Cinq petites choses...
jeudi 1 février 2007, par Ménille Avénale, dans la catégorie Dear diary -# 79 - Fil RSS
Conformément à la demande de miss Deanna, voici, dans le désordre, cinq petites choses que vous ne saviez pas encore sur moi. Comme je refuse de faire passer nommément ce genre de posts à d'autres, je vous invite à reprendre l'idée si vous en avez envie, sans oublier de me le signaler pour que je ne rate pas le résultat.
1. J'ai une peur panique non pas de la mort en soi, mais de la maladie mortelle. Pour moi comme pour les autres. Je ne veux pas penser que peut-être, un jour, je pourrais être atteinte par un mal incurable qui me conduirait aussi sec à la tombe (en passant éventuellement par une série d'examens et de soins pénibles et inutiles). L'idée que cela peut arriver à quelqu'un de mon entourage plus ou moins proche m'angoisse tout autant. (En toute logique, cela devrait m'inciter à arrêter de fumer, mais bizarrement, il semblerait que ça ne suffise pas.)
2. Je ne sais pas me moucher. J'admire les gens qui, en cas de nez qui coule, sortent tranquillement un mouchoir, règlent la question en une minute et reprennent le cours de leurs activités comme si de rien n'était. Personnellement, j'en suis incapable, j'ai du mal à faire place nette du premier coup. Il faut que j'aie des toilettes ou au moins un miroir à proximité : j'ai besoin de me moucher devant une glace pour m'assurer que tout est propre et que je suis redevenue présentable. Sinon, je ne pense qu'à cela et je me sens très mal à l'aise. (Je vous laisse imaginer l'angoisse en cas de rhume carabiné.)

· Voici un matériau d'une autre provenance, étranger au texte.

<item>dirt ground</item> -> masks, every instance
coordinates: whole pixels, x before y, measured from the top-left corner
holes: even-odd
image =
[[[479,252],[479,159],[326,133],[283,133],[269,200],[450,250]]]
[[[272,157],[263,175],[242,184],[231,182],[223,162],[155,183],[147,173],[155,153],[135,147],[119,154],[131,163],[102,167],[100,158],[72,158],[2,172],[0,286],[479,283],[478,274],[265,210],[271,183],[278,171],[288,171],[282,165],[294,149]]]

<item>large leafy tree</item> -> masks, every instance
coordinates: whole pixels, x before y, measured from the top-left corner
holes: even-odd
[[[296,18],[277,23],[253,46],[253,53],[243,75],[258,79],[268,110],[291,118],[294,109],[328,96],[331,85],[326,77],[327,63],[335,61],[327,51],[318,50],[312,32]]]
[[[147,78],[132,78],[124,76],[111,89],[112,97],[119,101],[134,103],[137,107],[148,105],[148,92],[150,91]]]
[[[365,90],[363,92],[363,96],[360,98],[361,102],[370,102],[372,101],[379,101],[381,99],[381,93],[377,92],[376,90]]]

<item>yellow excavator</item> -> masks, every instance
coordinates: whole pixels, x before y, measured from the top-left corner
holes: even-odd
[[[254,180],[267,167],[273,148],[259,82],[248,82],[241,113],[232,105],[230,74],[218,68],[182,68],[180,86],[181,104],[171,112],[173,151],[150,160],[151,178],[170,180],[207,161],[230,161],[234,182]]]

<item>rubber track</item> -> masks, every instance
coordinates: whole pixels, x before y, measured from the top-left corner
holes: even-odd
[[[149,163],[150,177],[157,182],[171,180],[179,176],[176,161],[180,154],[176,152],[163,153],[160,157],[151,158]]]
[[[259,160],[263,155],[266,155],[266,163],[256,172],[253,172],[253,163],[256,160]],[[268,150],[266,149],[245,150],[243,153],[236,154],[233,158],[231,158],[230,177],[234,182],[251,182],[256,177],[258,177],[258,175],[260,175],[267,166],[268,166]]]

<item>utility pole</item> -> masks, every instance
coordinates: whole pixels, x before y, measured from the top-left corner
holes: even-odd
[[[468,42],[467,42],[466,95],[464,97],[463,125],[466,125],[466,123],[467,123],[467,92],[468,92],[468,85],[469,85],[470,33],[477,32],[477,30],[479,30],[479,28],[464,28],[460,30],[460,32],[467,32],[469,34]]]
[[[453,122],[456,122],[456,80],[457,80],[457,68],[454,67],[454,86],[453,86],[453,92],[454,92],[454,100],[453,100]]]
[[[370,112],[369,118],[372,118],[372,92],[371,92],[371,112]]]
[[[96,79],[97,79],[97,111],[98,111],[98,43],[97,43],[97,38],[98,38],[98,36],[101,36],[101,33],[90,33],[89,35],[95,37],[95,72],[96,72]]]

3. Pendant tout le temps où je vivais seule (c'est-à-dire jusqu'à il y a environ six mois), je n'ai pas songé une seule fois à devenir végétarienne ; mais depuis que Fiancé et moi faisons caddie commun au supermarché, mon goût pour le poisson et les produits laitiers ainsi que mon désintérêt pour la viande se sont nettement affirmés. Je ne dis pas que je ne me régale pas de temps à autre d'une bonne bavette à l'échalote (très saignante, la bavette) ou d'une belle tranche de jambon cru, mais enfin, en général, la viande ne m'excite guère. Je trouve cela difficile à cuisiner et peu varié au niveau des saveurs. Seulement, il est trop tard ; Fiancé ne peut se passer de viande, et préparer deux menus différents tous les soirs me soûle (déjà qu'un seul...).
4. En ce moment, j'essaie de fuir une amie. Une ancienne amie. Une fille que je me suis forcée à voir pendant des années, avant de m'avouer que je ne partageais plus rien avec elle et que nos rendez-vous m'étaient devenus de véritables corvées. Je n'ai jamais eu le courage de lui dire quoi que ce soit à ce sujet. Depuis des mois, je la bloque sur MSN et je ne réponds ni à ses lettres, ni à ses mails, ni à ses sms. A chaque fois, je me dis que c'est la seule chose à faire - la preuve : elle m'en envoie de moins en moins, son dernier signe de vie date du Nouvel An. Mais à chaque fois, je me sens cruelle, ingrate et sans coeur, et j'ai honte.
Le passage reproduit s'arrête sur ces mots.